LO are now calling for a continuation of the campaign by raising demands for action by the trade unions and the creation of transport users’ committees.

The political importance of the campaign is considerable. Firstly, it has opened up a new area of political activity. Previously revolutionaries seemed to have only two alternatives: long-term systematic work in the factories, requiring enormous dedication, or adventurist confrontations on issues which won little sympathy outside the student milieu. The transport agitation revived a little of the energy and practical activity of May 1968.

Secondly, the campaign had an effect on the entire constellation of the French left. LO have now achieved some basis for joint action with the PSU, which has both reformist and revolutionary currents within it. This united action has not impeded LO from making a critical analysis of the PSU – or from attacking the PSU councillor Claude Bourdet who supported the introduction of parking meters.
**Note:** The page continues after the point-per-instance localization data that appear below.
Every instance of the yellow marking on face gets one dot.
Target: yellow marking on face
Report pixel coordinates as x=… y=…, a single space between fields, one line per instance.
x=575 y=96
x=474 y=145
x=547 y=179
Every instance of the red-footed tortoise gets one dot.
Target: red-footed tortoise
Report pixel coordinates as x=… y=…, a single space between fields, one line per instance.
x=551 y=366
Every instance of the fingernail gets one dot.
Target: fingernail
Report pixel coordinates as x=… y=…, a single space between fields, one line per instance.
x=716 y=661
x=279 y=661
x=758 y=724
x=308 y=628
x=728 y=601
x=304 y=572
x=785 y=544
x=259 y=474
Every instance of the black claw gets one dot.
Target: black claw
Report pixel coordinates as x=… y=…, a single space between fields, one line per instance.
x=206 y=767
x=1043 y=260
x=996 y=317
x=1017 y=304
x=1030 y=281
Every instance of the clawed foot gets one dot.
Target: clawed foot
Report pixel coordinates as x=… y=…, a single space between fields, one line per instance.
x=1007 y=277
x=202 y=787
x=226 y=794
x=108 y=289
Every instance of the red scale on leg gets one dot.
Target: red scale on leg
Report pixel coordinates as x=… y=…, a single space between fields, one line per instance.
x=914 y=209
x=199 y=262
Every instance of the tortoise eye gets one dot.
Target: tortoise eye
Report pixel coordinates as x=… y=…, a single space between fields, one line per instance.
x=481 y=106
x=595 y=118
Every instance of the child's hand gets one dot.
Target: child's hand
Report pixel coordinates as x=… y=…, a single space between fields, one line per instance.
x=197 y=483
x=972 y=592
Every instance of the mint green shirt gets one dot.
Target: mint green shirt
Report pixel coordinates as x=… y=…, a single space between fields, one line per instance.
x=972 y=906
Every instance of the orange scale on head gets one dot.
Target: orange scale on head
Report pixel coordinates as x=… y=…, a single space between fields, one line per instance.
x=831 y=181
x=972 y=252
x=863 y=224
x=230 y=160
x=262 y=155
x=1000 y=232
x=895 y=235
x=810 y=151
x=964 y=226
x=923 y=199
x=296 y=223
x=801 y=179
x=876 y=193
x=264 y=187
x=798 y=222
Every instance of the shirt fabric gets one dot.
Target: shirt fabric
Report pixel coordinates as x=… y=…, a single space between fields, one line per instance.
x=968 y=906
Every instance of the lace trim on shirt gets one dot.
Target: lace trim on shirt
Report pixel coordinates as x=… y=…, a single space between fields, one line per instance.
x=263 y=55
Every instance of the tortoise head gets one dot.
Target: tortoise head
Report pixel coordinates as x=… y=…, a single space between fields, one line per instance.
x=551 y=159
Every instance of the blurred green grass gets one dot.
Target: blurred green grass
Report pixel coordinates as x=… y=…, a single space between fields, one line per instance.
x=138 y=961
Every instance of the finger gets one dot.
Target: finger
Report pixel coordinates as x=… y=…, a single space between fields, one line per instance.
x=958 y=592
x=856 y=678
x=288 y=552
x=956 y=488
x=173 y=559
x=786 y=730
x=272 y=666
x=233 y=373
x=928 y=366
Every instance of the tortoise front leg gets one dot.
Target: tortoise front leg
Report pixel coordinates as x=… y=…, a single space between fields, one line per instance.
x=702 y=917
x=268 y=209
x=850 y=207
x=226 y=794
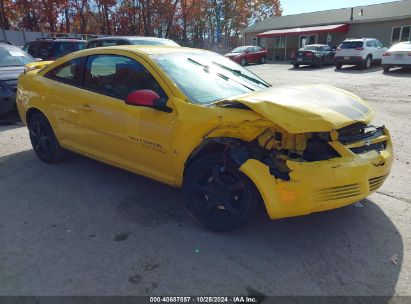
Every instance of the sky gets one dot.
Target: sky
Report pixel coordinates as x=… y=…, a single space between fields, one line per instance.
x=304 y=6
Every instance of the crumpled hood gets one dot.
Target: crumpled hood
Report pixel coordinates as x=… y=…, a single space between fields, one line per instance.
x=314 y=108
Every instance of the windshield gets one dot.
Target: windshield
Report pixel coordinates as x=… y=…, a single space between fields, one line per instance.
x=154 y=42
x=14 y=57
x=240 y=49
x=311 y=48
x=205 y=77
While no formal agreements were made, a number of Maoist groups (Humanité Rouge, Gauche Proletarienne, etc.) also participated in agitation on the issue of public transport, in particular organising refusals to pay fares. A group of Paris transport workers produced and distributed a leaflet on the question. The CFDT was active in campaigning and leaf-letting, and about 80 of its militants were arrested in one day for leafletting. Even the Paris Federation of the Socialist Party organised a demonstration – bringing out their red flags for the first time in years.
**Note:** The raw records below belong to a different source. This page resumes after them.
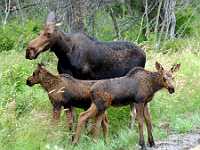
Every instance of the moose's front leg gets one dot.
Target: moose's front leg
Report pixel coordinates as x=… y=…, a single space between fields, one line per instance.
x=70 y=115
x=56 y=112
x=132 y=116
x=140 y=119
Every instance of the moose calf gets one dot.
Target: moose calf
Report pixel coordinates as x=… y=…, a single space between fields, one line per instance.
x=64 y=90
x=137 y=86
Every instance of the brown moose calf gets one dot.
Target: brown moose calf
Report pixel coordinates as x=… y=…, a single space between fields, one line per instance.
x=138 y=86
x=64 y=90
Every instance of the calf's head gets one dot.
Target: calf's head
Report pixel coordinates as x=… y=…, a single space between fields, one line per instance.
x=37 y=76
x=44 y=40
x=166 y=76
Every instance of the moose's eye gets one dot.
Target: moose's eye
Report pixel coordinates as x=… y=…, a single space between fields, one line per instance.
x=48 y=35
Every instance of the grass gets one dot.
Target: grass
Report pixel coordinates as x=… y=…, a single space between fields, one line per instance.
x=30 y=127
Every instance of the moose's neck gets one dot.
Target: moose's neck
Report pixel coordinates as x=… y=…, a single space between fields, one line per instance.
x=156 y=81
x=49 y=81
x=60 y=47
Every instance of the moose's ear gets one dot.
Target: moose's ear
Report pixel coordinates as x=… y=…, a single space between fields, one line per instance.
x=51 y=18
x=175 y=68
x=40 y=65
x=158 y=66
x=58 y=24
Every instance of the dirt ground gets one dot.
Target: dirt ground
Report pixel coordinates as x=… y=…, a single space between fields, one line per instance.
x=189 y=141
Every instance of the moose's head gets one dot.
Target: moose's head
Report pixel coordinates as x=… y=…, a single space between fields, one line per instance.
x=45 y=39
x=167 y=76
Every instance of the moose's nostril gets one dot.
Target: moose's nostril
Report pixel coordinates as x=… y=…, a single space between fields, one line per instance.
x=28 y=83
x=171 y=90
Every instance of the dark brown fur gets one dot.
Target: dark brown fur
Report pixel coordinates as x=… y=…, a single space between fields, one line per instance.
x=64 y=90
x=138 y=86
x=84 y=57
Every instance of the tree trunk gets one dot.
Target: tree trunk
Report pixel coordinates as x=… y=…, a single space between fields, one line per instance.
x=76 y=22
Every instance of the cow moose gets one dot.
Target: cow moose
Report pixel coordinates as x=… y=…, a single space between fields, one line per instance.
x=137 y=86
x=64 y=91
x=84 y=57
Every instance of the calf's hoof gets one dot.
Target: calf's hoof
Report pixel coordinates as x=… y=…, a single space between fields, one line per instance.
x=143 y=147
x=151 y=143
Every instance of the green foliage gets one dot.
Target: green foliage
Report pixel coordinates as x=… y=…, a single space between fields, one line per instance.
x=184 y=20
x=14 y=36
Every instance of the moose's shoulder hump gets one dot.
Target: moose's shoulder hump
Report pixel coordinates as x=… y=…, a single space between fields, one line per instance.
x=66 y=76
x=134 y=71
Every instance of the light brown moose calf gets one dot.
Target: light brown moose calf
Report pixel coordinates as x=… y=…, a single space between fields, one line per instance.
x=64 y=90
x=138 y=86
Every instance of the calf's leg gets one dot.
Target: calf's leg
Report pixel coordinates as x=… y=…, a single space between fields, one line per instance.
x=132 y=116
x=104 y=125
x=56 y=112
x=83 y=117
x=140 y=119
x=70 y=115
x=97 y=125
x=149 y=125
The PCF and the CGT have taken an ambiguous position. They have been unable to ignore the agitation and forced to support it verbally, by calls for ‘mass action’. But though they have the only organisation capable at present of launching mass action, they have scrupulously refrained from doing so. Instead, they have devoted their energies to denouncing revolutionary militants for attacks on transport workers – thereby grossly exaggerating a few incidents where inspectors clashed with demonstrators – and ignoring the general sympathy of transport workers for the campaign.

In short, the agitation marks a modest but significant step forward for the revolutionary forces in France.